Forest City Unveils design of 8-acre Park above Brooklyn’s LIRR Rail Yard

Thomas Balsley Associates have been tasked with designing a permanent 8 acre public park for Brooklyn. Bringing it to life in phases, the 535 Carlton and 550 Vanderbilt – luxury residences designed by COOKFOX and complete with a percentage of affordable housing – are critical sites that will bookend the new public park. This is an extraordinary opportunity to create an open green space at the center of some of Brooklyn’s most vibrant and dynamic neighborhoods. Pacific Park will transform a rail yard into a destination for all New Yorkers.

Reflective of New York City’s reputation as a City of neighborhoods, Thomas Balsley Associates’ design for Pacific Park establishes a landscape typology – the archipelago – that will allow a flexible infusion of program, architecture, and plant material to unify the project site; the majority of which sits atop the Long Island Rail Road train yard between 6th and Vanderbilt Avenues, Atlantic Avenue, and Dean Street. Brooklyn’s newest major public open space, Pacific Park physically aligns with the center of the site striving to connect it to the rest of its neighbors.

The landscape is a cohesive, continuous and inviting open space with a range of uses and activities; links from north to south shall be provided between the new development and the surrounding neighborhoods by continuing the existing street system as pedestrian corridors into the open space. The open space will be sheltered from Atlantic Avenue traffic while promoting public access and use. The landscape design will take into account costs of both construction and future maintenance, a phased implementation strategy with temporary conditions, and a vision for the Pacific Street Terminus at Carlton Avenue.

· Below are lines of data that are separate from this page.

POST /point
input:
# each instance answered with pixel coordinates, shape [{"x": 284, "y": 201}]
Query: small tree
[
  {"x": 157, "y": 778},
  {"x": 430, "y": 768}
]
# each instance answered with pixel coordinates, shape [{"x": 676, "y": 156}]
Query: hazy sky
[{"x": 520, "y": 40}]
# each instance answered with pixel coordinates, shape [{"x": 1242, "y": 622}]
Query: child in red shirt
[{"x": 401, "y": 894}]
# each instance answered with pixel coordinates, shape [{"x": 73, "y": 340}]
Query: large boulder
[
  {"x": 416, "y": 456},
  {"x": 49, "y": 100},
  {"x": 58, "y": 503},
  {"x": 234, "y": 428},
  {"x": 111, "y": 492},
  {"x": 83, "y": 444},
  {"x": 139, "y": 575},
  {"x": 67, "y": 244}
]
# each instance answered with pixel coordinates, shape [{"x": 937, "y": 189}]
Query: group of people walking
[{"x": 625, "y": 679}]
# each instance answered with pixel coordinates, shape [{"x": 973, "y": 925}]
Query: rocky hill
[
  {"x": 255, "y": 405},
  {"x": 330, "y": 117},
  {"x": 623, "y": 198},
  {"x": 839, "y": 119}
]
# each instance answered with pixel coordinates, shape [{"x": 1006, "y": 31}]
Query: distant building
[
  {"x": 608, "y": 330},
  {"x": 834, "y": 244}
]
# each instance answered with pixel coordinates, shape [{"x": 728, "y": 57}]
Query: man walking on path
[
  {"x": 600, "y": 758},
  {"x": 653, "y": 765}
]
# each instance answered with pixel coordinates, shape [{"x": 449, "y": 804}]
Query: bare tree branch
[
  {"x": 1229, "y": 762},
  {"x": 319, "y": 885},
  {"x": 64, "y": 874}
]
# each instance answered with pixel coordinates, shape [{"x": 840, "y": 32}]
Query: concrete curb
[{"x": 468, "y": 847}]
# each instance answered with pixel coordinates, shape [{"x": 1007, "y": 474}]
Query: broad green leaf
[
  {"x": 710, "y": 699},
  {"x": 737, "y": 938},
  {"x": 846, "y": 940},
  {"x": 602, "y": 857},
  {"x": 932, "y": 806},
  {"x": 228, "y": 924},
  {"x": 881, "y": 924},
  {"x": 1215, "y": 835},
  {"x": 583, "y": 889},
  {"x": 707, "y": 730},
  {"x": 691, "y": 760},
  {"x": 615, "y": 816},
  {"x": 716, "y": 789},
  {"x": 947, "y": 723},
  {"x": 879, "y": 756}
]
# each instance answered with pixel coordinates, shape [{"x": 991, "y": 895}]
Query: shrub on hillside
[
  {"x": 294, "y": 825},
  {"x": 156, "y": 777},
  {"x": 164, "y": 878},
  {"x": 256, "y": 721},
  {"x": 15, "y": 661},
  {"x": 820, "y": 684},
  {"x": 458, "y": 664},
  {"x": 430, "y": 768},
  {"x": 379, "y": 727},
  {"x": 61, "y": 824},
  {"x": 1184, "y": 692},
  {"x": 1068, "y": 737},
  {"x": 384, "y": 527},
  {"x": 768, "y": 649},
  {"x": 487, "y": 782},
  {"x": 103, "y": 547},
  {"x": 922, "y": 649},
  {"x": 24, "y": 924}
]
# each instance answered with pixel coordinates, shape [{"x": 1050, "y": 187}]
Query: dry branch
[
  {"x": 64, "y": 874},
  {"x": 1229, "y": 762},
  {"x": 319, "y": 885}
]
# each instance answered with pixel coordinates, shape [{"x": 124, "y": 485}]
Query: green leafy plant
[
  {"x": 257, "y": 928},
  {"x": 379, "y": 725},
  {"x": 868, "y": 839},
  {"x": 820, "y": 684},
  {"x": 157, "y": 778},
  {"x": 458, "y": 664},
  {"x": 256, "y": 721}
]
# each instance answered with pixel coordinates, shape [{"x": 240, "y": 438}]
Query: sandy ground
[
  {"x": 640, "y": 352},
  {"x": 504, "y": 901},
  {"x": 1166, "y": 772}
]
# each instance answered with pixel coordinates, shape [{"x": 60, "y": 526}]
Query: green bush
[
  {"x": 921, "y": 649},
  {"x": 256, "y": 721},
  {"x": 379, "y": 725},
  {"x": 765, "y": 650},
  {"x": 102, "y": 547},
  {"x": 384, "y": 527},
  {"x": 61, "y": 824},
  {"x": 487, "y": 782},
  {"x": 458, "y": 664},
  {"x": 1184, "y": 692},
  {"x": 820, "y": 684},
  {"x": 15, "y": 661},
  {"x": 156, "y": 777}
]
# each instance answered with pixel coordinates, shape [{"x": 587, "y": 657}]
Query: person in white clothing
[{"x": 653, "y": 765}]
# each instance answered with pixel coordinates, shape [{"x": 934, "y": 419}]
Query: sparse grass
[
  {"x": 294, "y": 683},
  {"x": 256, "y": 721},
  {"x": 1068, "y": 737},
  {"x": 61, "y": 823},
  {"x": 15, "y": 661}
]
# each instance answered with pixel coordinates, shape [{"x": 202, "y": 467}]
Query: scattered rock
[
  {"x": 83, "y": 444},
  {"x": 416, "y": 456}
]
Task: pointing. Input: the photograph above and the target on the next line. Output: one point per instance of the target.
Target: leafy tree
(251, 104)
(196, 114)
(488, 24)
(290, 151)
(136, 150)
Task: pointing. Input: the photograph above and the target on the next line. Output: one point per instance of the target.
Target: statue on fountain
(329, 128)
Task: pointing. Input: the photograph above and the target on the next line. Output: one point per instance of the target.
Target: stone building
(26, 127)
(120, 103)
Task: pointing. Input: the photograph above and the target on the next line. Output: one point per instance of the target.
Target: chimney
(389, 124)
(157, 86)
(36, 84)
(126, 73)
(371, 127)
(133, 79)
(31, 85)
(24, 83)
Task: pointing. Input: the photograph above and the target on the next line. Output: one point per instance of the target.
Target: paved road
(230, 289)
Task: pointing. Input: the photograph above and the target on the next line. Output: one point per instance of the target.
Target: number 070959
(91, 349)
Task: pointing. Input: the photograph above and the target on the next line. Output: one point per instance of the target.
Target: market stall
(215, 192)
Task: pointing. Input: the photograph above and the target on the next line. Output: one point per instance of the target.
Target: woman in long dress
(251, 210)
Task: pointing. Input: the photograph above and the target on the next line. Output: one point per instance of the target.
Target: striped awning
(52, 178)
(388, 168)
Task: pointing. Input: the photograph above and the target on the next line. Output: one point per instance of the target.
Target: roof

Thomas Balsley Associates sets the tone for this new urban fabric that will provide a cohesive and democratic relationship to the 10 buildings slated to furnish the site. The public park that is Pacific Park transcends its graphic identity as mere appendage to the development. It is the very heart of this project, a place where design and nature come together, creating space for recreation, contemplation, and humanity.